# Saltfork 6/25



## Dragline (Nov 26, 2007)

Morning 4 hours of trying for Saugeye.
First ski zone from old marina (Salt Fork off SR-22)
Water muddy to stained...Temp 77..
Full moon week not my favorite time.
Only a few Crappie and a couple small Channel.
Not the first Eye.. Mostly used jig & minnow or worm.


----------



## BuckeyeCrappie1965 (Jul 15, 2019)

What method were you using? I was hoping to come to try for Crappie after the 4th. Thanks


----------



## BABS (Feb 4, 2005)

I rented a cabin from 6/29/21-7/2/21. Based on the weather looks like it will be raining off and on. Not much I can do at this point but deal with the elements and fish as much as possible. i will post how I do. I need some Crappie for the freezer.


----------



## Dragline (Nov 26, 2007)

Cabin Bay Area... Good fishing zone this time of year. Good cool water with oxygen, deep holes and creek current.
The area all around the boat launch, cabin docks. 45' out from the launch concrete and closest dock is one of the
best deep water spots. Or, south end of cabin road (cul de sac) circle,, sunken creek bridge. Slip bobber, minnow at 10' set.
Your staying right at the best area in the lake to bank fish..Watch the local guys. They know where to set up shop.
Good luck : )


----------



## BABS (Feb 4, 2005)

Well I fished Salt Fork on 6/29, 6/30, and 7/1 between the hours 3-8PM each day. I managed to miss most of the rain. Ended up with 30 total Crappie keepers between 9 1/2-11". Probably tossed back twice that amount less then 9". Largest Crappie was 16" and a few lbs. He was released to live another day.(Better fate then in the frying pan). We caught a few blue Gills, several white bass, and a few small suageyes(14-15") which were released. I fished in the small SKI zone in water that was 15-20' deep. I was really surprised how stained the water was based on the amount of rain lately. Salt Fork is usually a "stained" lake but the water actually looked like Chocolate milk. Either way it was good fishing and now the weekend amateurs can have the lake for the holiday!


----------



## Dragline (Nov 26, 2007)

2 15" Saugeye keepers today by 11:00am then ran to get off lake.
Had 5 biters on jerk blade. The ramps were getting long lines with people launching.
Muddy water almost everywhere. Put in at Cabins.


----------



## BABS (Feb 4, 2005)

Dragline said:


> 2 15" Saugeye keepers today by 11:00am then ran to get off lake.
> Had 5 biters on jerk blade. The ramps were getting long lines with people launching.
> Muddy water almost everywhere. Put in at Cabins.

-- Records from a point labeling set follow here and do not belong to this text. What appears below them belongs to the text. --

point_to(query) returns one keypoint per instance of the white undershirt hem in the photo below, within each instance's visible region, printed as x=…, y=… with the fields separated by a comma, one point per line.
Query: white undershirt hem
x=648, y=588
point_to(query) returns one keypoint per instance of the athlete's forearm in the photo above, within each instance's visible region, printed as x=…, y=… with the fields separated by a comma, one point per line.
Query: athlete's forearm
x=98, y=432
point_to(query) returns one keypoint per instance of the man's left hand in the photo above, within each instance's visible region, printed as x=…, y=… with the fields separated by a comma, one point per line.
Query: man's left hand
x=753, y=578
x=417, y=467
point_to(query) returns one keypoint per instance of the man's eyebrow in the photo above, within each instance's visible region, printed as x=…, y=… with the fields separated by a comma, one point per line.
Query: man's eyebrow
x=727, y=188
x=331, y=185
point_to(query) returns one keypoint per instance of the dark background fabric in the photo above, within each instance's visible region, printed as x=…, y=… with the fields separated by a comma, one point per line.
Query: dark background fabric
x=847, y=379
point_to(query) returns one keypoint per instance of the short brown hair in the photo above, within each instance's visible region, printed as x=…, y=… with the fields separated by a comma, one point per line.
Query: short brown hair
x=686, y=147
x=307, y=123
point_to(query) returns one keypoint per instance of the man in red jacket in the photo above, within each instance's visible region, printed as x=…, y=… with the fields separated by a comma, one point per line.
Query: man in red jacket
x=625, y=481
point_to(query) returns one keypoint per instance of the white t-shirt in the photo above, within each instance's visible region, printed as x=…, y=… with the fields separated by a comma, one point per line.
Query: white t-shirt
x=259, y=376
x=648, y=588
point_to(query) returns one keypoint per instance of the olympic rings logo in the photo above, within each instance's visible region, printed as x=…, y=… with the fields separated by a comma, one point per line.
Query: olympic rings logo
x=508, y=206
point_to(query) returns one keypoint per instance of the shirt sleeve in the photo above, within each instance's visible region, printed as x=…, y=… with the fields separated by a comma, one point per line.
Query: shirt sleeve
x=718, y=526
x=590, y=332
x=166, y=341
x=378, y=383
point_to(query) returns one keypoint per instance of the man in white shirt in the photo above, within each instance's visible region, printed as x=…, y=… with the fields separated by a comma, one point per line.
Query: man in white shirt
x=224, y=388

I was going to put in a cabins but the concrete ramp was sitting pretty high up from water line so i used Sugar Tree Marina instead which just added to the ride to get to small SKI zone.


----------



## Dragline (Nov 26, 2007)

I blame it on the weather.... Fished out from the dam today until I was well done.
Stayed in the deeper water in the Dam ski zone. Marked lots of fish suspended 12' - 14' just
couldn't make them open their mouth. No breeze, burning sun. Should have went to the cabins
beach and swam some to cool off for little while. Finally left feeling like a fried burrito and fishless.


----------